If, after some break-in time, you can't stay in your tuck over the distance of your goal race (cornering, climbing and tricky descents excluded,) then your position is too aggressive, says Specialized's Holz. For sprint tris or time trials that last less than an hour, your position should be as aggressive as you can tolerate. For Olympic-distance events or a 40-kilometer time trial, increase your torso angle five degrees. For a half-Ironman, add five to 10 degrees, and for a full Ironman, 10 or more degrees.
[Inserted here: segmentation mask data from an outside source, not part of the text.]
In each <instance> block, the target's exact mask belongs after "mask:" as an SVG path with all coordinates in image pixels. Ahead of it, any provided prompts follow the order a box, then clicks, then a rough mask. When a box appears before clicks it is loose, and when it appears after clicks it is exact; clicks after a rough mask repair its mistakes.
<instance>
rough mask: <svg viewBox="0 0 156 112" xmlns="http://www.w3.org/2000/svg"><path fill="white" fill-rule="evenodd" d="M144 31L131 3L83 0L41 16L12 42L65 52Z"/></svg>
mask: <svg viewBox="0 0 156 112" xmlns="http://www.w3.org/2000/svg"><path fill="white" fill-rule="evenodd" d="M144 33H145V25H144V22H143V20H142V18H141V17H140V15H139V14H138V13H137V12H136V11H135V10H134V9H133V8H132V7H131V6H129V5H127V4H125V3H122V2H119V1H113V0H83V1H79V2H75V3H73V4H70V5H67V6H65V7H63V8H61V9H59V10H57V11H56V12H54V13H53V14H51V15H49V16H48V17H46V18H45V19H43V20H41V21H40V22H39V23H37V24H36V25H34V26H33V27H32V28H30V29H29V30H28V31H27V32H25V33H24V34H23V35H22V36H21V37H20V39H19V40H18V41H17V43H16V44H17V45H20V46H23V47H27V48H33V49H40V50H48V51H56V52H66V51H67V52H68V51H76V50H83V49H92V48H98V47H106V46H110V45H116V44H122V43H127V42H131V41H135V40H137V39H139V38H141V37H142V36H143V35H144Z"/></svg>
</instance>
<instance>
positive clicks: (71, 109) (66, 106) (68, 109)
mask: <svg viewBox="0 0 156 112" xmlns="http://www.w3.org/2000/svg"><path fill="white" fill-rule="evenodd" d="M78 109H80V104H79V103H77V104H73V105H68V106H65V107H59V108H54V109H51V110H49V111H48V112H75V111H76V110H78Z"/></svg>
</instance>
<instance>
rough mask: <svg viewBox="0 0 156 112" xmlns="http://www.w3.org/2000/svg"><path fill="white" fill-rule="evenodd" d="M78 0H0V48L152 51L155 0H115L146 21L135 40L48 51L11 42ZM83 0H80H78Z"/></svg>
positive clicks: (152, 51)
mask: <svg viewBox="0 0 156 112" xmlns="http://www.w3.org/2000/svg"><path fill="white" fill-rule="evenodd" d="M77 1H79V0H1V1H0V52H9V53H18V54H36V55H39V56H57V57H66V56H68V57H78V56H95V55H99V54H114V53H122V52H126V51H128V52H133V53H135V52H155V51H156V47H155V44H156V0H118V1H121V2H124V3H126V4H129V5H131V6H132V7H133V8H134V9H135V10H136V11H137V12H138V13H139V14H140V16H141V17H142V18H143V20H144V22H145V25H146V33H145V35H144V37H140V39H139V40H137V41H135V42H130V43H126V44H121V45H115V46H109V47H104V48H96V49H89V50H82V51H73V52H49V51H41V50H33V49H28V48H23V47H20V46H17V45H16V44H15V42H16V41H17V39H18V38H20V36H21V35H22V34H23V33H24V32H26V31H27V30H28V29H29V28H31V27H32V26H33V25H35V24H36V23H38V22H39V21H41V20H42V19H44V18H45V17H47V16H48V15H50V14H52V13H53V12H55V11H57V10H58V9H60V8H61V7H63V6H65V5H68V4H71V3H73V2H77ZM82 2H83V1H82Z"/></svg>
When in doubt, choose comfort over aerodynamics. You'll go faster in a less aerodynamic position if you can reliably produce lots of power over a longer period of time. That said, with any aero position you will probably give up some amount of power compared with your road position, but that's okay. "Cyclists are macho and like to focus on power," says University of Utah researcher Jim Martin, who consults on aerodynamic efficiency with the Australian Institute of Sport. "If you give up a few percentage points in power output, but gain that same amount in aerodynamic efficiency, you'll still go faster."